「材料選択」 | Sphera Solutions, Japan株式会社


「材料選択」

9月に米国の制御不能状態であった上層大気観測衛星「UARS」が太平洋に落下した。10月にはドイツのエックス線天文衛星「ROSAT」がインド洋に落下した。燃え残った破片が人にあたったとの報告はない。しかし、これって恐ろしいことだ。自分ではリスクをコントロールできない頭上からの災難だ。どのように対処したらよいのか。“皆様、さようなら。宝くじに当りたかった!”というメッセージでも携帯していれば、漫画となる。

昨年のはやぶさの探査カプセル回収では、本体はきれいに分解し、花火の一筋のように空中で燃え尽き、カプセルだけが地上に達した。衛星には、地球への落下時に地上の誰かに当たる確立を1万分の1以下に押さえるという基準があるそうだ。9月、10月に落ちた米国とドイツの衛星はこの基準ができる前に打ち上げられたものだ。(念のため)

宇宙空間も混んでいるため、衛星は運用終了から25年以内に地球に落として除去するように国際ルールで定められている。運用を終了する前に高度を下げ、いずれ地球に落下させる準備をする。これからの衛星は処理を考えた設計が必要になる。意図したタイミングで分解し、燃え尽きる。これがうまい設計である。チタンなどの溶けにくい金属は使わない。“不要になった衛星を安全に地上に落とす技術”に各国で力を入れているようだ。

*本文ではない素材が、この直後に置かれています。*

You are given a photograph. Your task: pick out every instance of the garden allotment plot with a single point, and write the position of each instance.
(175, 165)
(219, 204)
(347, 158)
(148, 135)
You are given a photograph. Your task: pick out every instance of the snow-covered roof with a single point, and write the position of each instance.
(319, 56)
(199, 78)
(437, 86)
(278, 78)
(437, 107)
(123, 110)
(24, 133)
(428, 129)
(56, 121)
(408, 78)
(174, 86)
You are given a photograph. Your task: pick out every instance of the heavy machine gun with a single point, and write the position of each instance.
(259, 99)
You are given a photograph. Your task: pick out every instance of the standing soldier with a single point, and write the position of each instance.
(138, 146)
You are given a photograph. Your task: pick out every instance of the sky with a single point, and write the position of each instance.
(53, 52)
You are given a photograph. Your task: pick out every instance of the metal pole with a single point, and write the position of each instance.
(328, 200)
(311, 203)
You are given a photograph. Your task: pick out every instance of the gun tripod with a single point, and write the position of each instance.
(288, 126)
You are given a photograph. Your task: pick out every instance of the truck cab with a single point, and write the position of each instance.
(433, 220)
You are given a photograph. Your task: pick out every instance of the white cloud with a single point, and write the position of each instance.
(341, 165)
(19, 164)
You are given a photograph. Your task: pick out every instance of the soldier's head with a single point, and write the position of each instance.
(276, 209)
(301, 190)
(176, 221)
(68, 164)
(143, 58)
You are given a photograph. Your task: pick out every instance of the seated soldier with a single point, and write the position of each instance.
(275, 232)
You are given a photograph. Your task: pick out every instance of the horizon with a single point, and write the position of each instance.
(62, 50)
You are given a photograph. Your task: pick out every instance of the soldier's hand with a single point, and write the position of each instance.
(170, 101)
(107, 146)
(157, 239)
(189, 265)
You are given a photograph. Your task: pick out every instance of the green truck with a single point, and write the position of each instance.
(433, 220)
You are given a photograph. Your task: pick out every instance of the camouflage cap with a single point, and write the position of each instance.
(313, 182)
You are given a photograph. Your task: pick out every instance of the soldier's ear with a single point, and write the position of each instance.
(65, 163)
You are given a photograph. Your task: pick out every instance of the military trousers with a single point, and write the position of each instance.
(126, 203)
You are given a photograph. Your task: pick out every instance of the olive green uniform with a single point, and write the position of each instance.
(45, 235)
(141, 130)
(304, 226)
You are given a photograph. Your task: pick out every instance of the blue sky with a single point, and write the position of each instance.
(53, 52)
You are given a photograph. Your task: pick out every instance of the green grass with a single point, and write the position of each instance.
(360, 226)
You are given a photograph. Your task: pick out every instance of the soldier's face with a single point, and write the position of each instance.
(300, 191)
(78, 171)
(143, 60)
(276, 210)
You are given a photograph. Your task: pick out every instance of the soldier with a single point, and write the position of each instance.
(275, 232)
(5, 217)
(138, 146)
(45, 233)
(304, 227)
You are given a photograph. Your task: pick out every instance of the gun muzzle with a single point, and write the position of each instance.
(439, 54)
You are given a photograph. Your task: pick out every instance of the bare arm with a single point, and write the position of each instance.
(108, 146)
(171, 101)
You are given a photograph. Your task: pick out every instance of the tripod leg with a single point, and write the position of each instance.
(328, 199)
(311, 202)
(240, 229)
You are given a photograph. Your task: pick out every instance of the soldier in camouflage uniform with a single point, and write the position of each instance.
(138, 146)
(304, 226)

いま、何が求められているのか?材料選択の達人はこれをよく理解することが必要だ。

自動車は従来の自動車機能を超えた商品に成長しつつある。だから、ボディー構造材料、バッテリー材料など材料選択をめぐって材料メーカー間で激しい競争が起きている。

ボディー構造材料を見ただけでも百花繚乱状態。今年の国際自動車ショーでは、「炭素繊維」をボディーに使った電気自動車が登場した。繊維業界が期待する新素材は、すでに航空機で実績を上げ、次の標的を自動車に定めている。炭素繊維は重さが鉄の4分の1、強さは10倍とされる。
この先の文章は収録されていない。